The latest numbers contrast with the state’s jobs picture, which steadily has improved along with the nation as a whole.

Wisconsin’s unemployment rate generally has declined since the Great Recession — including throughout 2016 — most recently hitting a record-low 2.8 percent in April. The state saw gains of 77,000 jobs from January 2015 to November 2016, according to U.S. Census data cited in the report.

Timothy Smeeding, a UW-Madison professor who led the study, said the findings reflect that while more Wisconsinites are working, their earnings may not be increasing as quickly as costs such as housing, health and child care.

“These are all reasons we might not be doing as well as we think we are,” Smeeding said.

The report also found a marked decline in participation in the state’s food-stamp program in 2016. Smeeding said it’s not clear what caused the decline, but it may have reduced the program’s ability to reduce poverty levels.

The picture was somewhat brighter in Dane County, where the Wisconsin Poverty Measure found a poverty rate of 10.8 percent in 2016 — down from 11.2 percent in 2015.

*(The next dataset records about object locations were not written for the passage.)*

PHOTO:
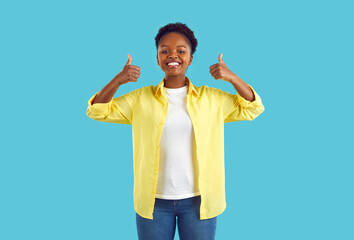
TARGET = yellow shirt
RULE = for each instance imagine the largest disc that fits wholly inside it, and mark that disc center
(146, 110)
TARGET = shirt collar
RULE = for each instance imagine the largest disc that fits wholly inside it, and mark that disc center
(191, 87)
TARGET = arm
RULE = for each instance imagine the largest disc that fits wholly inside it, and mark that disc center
(237, 108)
(103, 107)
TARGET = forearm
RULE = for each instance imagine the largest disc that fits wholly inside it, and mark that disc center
(107, 92)
(242, 88)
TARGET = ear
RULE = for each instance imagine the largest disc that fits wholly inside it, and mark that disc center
(190, 60)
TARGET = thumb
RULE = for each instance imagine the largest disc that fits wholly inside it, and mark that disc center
(129, 62)
(220, 58)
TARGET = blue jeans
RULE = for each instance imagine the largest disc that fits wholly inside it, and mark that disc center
(163, 226)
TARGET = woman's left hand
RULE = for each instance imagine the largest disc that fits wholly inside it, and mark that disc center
(221, 71)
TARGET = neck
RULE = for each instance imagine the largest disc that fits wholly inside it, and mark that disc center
(175, 81)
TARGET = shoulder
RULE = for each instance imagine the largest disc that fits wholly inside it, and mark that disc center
(208, 91)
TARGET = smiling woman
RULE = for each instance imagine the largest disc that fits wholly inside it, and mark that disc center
(178, 138)
(175, 45)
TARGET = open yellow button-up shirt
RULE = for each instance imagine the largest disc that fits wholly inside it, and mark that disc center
(146, 110)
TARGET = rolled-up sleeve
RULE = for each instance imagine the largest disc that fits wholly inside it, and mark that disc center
(117, 110)
(237, 108)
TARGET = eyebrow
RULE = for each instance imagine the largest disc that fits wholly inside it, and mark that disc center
(177, 46)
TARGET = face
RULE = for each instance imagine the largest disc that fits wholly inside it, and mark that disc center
(174, 47)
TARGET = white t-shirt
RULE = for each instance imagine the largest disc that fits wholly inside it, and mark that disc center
(178, 167)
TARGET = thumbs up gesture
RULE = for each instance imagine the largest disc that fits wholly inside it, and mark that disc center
(129, 73)
(221, 71)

It was a different story in Milwaukee County, where the measure showed the poverty rate ticking upward to 17.5 percent in 2016 from 16.3 percent in 2015.

Smeeding said the report’s findings might prompt policymakers to consider increasing the minimum wage and improving access to and affordability of child care. He also contended they should exercise caution in curbing access to food stamps by imposing work requirements or other restrictions.

In April 2015, Gov. Scott Walker and Republican lawmakers imposed a requirement that able-bodied adults without children at home be employed in order to keep FoodShare benefits.

Walker announced in January 2017 that 21,000 people had found jobs in the meantime. However, by that time about 64,000 FoodShare recipients had lost benefits after receiving three months of food stamps and not looking for or gaining employment, the state said.

In Dane County, the poverty rate dipped from 11.2 percent in 2015 to 10.8 percent in 2016.